It’s running a agent without docker, we aren’t using docker
@<1523701087100473344:profile|SuccessfulKoala55> and @<1523701070390366208:profile|CostlyOstrich36> Ok so I found the problem but its weird,
when the agent is setting up the enviorment its installing torch=1.11.0 and not installing the one in the requirements which is torch=1.11.0+cu113,
I've checked the clearml.conf and i do have this flag set:
force_repo_requirements_txt: true
and I have a local whl of torch=1.11.0+cu113 with a path set to its location in the requirements.txt but its not installing the local whl but using a cached one without cuda.
i do know that i have a miss match between the installed cuda (12.0) and the one stated in the requirements(11.3) and i noticed in the log that it says the following:
Torch CUDA 118 index page found
and yet when i run locally Its using my conda env with torch1.11.0+cu113 perfectly,
Can an a agent run with a higher version CUDA run a application with a lower version?
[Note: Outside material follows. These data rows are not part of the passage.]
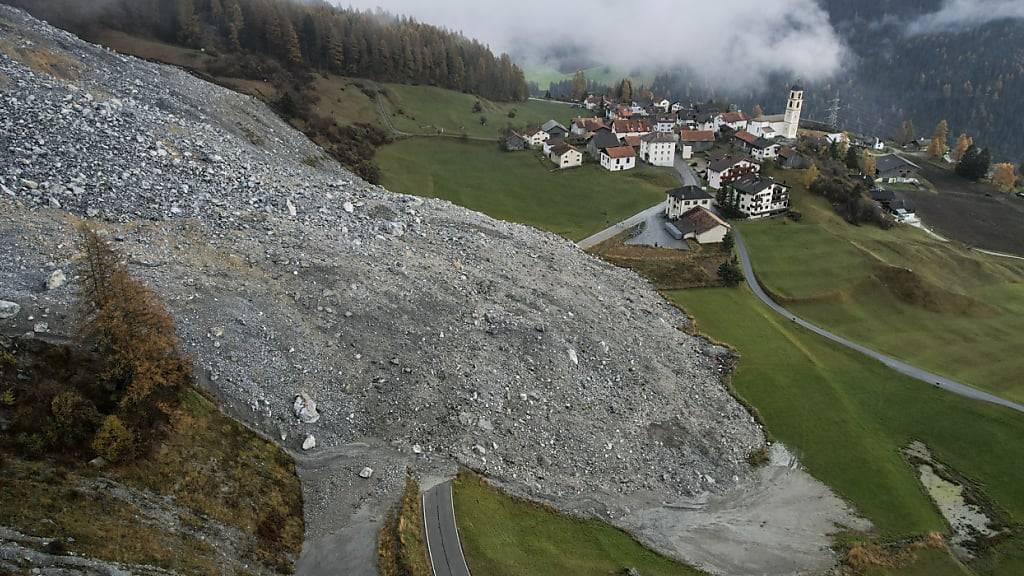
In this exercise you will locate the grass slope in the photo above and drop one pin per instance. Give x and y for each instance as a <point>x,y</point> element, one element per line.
<point>520,187</point>
<point>427,109</point>
<point>848,417</point>
<point>937,304</point>
<point>505,536</point>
Why when running from the agent its not installing my requirements and caching them into a env?
@<1523701295830011904:profile|CluelessFlamingo93> I believe this is basically pip failing to install the correct version. Can you try to set the agent setting of agent.package_manager.pytorch_resolve: direct
?
@<1523701087100473344:profile|SuccessfulKoala55> But when i use this setting it the packages download only from the torch repo and not a local repo correct? or does it use the url-extra-link? and is there a way to cancel the auto cuda detect?
@<1523701295830011904:profile|CluelessFlamingo93> is this running using the agent's docker mode? are you using some docker container?
When you run the code locally the package is already installed, right?
Is the agent running on the same machine as the original code that didn't get any errors?